I’ve updated my notes above, I’ll continue a bit later.
If that value is > 25 then the person is overweight
If the value is over 25, then overweight is 1.
You have greater than or equal to is 1.
Is 25 over 25?
Might not be a factor here, but it’s a detail to watch for. The instructions ask for over 25 which does not include 25. You have included 25 by using >=
You might need to login to gitpod using an account or you can login with your github credentials (You will need to authorize that on github) but you should see something like this:
You will not be able to complete this project and run the tests without this.
- Do not modify the next two lines.
This is the boilerplate code referred to in step 9.
df_heatmap = df7.pivot_table(index = "cardio", columns = "feature", values = "count")
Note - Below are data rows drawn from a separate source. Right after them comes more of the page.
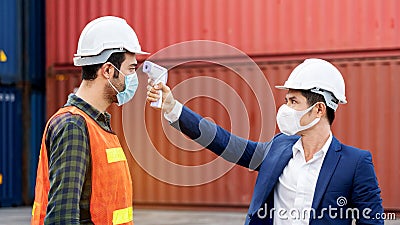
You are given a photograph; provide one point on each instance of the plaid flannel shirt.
(68, 147)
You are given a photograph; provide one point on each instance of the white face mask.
(288, 120)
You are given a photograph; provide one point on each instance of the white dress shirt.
(294, 192)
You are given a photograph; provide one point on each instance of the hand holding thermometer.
(157, 74)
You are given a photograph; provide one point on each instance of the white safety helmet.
(104, 36)
(318, 76)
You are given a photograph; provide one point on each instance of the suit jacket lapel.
(328, 167)
(266, 181)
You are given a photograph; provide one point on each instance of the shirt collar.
(298, 146)
(87, 108)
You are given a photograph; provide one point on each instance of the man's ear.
(107, 70)
(321, 109)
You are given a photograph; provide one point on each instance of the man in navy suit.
(305, 175)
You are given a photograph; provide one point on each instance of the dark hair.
(313, 98)
(90, 72)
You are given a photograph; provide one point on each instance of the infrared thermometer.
(157, 74)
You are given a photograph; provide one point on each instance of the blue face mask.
(131, 84)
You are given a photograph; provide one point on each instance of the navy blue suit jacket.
(346, 184)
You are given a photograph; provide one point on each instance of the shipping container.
(11, 41)
(369, 121)
(34, 43)
(256, 27)
(10, 146)
(35, 123)
(22, 42)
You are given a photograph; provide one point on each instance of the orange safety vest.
(111, 198)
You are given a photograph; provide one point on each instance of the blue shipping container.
(34, 42)
(10, 146)
(10, 41)
(37, 125)
(22, 42)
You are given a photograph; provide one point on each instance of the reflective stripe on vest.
(111, 195)
(121, 216)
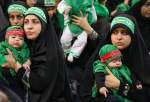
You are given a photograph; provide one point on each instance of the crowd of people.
(74, 50)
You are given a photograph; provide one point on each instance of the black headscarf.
(47, 76)
(3, 19)
(144, 23)
(135, 57)
(3, 31)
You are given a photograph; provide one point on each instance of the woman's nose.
(119, 36)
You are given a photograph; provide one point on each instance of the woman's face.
(16, 18)
(32, 27)
(145, 9)
(30, 3)
(120, 38)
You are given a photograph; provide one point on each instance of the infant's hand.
(27, 64)
(103, 91)
(66, 12)
(139, 86)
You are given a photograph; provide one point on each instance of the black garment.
(13, 97)
(135, 57)
(56, 19)
(143, 22)
(47, 76)
(6, 18)
(101, 27)
(3, 20)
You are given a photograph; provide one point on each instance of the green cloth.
(17, 8)
(77, 6)
(122, 7)
(49, 3)
(133, 2)
(21, 55)
(125, 21)
(101, 9)
(38, 12)
(122, 73)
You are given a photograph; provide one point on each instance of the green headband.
(16, 8)
(49, 2)
(38, 12)
(125, 21)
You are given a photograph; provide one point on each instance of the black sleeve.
(39, 78)
(135, 80)
(20, 73)
(100, 79)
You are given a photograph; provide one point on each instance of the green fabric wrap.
(21, 55)
(77, 6)
(124, 21)
(122, 73)
(38, 12)
(122, 7)
(133, 2)
(17, 8)
(48, 3)
(101, 9)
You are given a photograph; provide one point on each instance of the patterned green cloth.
(122, 73)
(79, 5)
(21, 55)
(101, 9)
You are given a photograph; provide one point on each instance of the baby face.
(15, 41)
(115, 63)
(145, 9)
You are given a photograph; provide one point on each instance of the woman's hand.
(111, 81)
(82, 22)
(11, 61)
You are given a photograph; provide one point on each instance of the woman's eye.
(35, 21)
(25, 21)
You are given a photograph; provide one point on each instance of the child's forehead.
(15, 35)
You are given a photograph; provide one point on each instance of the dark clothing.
(47, 75)
(140, 68)
(11, 95)
(101, 27)
(3, 20)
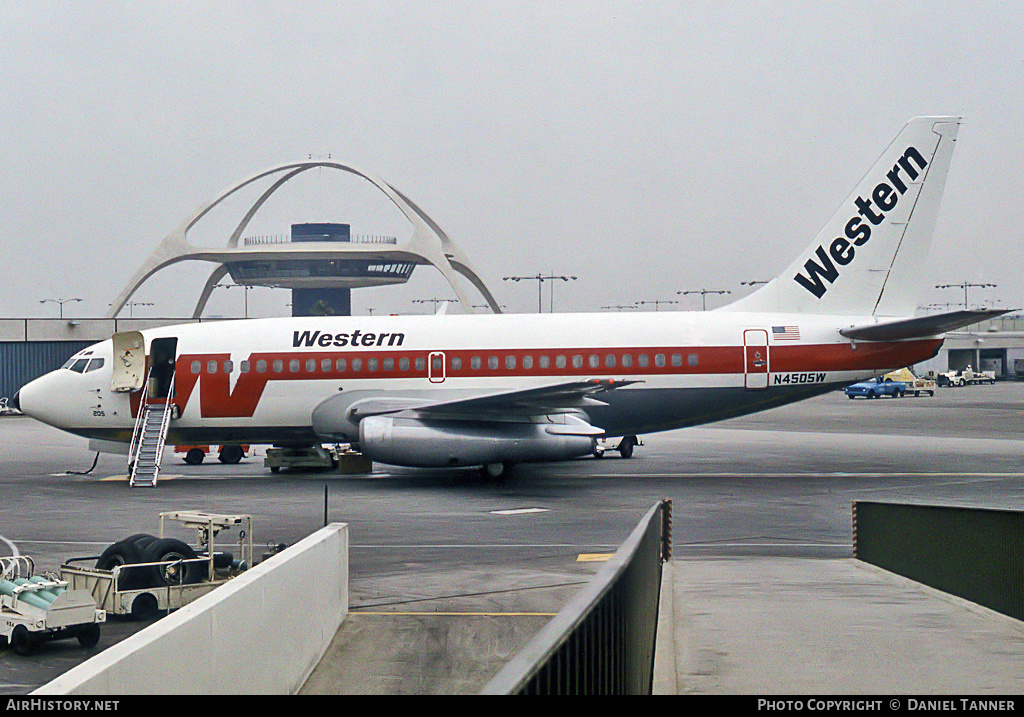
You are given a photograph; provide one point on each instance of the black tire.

Do not use the dataframe that you’ve modified for the cat_plot. You should load df
as it was left in Step 3.
You can see the instructions refer directly to df
:
(Keep the correct data with
(df['ap_lo'] <= df['ap_hi'])
)
All of the modifications that were done for the catplot should be stored in df_cat
(which you’ve named df_long
or df7
)
I hope this helps, happy new year!
@pkdvalis Thanks a lot for your help. I will look more carefully tomorrow . Some variable names are changed because the initial draft is where i test my code and i try a bunch of stuff and when i am done i write it clean on new notebook. Sadly i have completed the first 2 projects without the gitpod as well and they were fine but from what you are saying maybe i will need to do them again? Thing is for some reason i can’t get the gitpod page to look like yours. It shows like that to me and i can’t find how i can change that. I may need to talk to FCC support if it is no way around it without that. Thanks again for everything!
EDIT: Well somehow i managed to do it and opened it like your example with vs code gitpod, though i am not sure how i did and how i will do it again haha but i guess i will figure it out. I really appreciate you. I have a lot to work on now, will not be easy.
Yes, you should definitely put them into the boilerplate and run the tests on them to make sure they are passing.
Good @Liakos ,
@pkdvalis is one of the best moderators when it comes to Python, so you are in good hands!
A lot of work… for now. Keep practicing. Coding is a bit of handcrafting. You have to learn how that fails and when so you can have an answer to it.
To be fair, it is also true that freeCodeCamp’s tests might be sometimes very strict in what you have to input. Unfortunately the community in charge of making the exercises can not take in consideration all the possible cases so there is situations where your code is a “false negative”.
But either a “false -” or a “true negative”, whenever you are not finding the hints enough for debugging we are here to give you a second pair of eyes.
Wish you the best with your progress! Happy coding!